With as deep a reverence for the True as ever inspired the bosom
of man, I would nevertheless limit, in some measure, its modes of
inculcation. I would limit to enforce them. I would not enfeeble
them by dissipation. The demands of Truth are severe. She has no
sympathy with the myrtles. All that which is so indispensable in
Song is precisely all that with which she has nothing whatever to
do. It is but making her a flaunting paradox to wreathe her in gems
and flowers. In enforcing a truth we need severity rather than
efflorescence of language. We must be simple, precise, terse. We
must be cool, calm, unimpassioned. In a word, we must be in that
mood which, as nearly as possible, is the exact converse of the
poetical. He must be blind indeed who does not perceive the radical
and chasmal difference between the truthful and the poetical modes
of inculcation. He must be theory-mad beyond redemption who, in
spite of these differences, shall still persist in attempting to
reconcile the obstinate oils and waters of Poetry and Truth.
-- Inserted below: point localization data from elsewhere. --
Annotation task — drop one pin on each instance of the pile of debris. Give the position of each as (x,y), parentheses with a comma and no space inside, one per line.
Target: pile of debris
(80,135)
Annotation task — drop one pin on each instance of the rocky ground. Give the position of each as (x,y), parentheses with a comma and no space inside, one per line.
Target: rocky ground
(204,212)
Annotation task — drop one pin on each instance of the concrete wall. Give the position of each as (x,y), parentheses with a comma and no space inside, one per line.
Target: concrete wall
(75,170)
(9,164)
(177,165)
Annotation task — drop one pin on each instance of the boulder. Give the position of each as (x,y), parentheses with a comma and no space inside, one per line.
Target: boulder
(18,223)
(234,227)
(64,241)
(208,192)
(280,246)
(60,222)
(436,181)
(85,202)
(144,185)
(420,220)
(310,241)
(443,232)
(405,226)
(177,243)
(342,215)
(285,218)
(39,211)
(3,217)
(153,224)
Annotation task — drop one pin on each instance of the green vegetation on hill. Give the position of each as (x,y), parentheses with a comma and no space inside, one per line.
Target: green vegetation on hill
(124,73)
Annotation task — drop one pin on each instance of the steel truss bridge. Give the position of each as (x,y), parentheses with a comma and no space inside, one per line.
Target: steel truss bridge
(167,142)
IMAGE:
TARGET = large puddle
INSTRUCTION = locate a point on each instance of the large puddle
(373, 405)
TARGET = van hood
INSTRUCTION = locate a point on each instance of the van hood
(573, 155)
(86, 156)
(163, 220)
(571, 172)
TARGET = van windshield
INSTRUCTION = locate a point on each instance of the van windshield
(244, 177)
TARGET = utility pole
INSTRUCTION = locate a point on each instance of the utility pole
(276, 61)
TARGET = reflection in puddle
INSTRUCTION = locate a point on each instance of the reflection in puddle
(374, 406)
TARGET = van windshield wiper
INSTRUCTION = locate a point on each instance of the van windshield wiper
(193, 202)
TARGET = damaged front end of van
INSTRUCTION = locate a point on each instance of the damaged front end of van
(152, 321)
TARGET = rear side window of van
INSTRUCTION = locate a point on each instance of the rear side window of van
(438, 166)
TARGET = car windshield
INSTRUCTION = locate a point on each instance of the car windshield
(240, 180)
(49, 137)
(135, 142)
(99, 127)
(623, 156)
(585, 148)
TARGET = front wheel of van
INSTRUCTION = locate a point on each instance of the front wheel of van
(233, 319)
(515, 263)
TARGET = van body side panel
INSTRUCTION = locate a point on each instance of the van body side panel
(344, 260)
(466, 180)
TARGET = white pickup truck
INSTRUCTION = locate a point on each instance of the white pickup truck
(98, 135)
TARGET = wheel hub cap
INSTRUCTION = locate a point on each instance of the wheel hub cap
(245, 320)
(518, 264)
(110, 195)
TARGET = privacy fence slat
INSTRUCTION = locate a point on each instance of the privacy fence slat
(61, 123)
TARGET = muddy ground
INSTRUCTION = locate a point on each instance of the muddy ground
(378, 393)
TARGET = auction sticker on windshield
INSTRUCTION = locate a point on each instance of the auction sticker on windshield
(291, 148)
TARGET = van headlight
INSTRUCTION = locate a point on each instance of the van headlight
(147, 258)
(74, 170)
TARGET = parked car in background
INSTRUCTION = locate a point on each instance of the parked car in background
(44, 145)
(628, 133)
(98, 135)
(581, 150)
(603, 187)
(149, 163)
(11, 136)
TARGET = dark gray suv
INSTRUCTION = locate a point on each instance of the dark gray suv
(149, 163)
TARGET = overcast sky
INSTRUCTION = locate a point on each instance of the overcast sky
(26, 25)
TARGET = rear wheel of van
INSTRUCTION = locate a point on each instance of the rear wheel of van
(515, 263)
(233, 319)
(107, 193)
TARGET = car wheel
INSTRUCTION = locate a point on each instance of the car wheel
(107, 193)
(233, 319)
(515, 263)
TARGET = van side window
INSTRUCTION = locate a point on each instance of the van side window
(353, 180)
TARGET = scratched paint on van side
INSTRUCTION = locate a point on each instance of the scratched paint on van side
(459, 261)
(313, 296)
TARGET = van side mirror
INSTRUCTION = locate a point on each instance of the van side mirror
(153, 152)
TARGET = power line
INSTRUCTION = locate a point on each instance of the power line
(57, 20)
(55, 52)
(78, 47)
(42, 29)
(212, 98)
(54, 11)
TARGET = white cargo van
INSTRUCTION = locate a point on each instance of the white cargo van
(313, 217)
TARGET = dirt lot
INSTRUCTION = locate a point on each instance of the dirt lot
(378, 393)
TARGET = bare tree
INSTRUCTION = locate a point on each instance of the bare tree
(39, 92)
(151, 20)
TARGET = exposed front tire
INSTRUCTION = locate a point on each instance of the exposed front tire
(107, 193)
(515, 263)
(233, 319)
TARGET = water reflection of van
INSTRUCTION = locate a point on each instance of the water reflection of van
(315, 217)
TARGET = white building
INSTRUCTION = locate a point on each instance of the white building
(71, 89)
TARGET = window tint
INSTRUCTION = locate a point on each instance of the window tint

Dividing the world of mind into its three most immediately obvious
distinctions, we have the Pure Intellect, Taste, and the Moral
Sense. I place Taste in the middle, because it is just this position
which in the mind it occupies. It holds intimate relations with either
extreme; but from the Moral Sense is separated by so faint a
difference that Aristotle has not hesitated to place some of its
operations among the virtues themselves.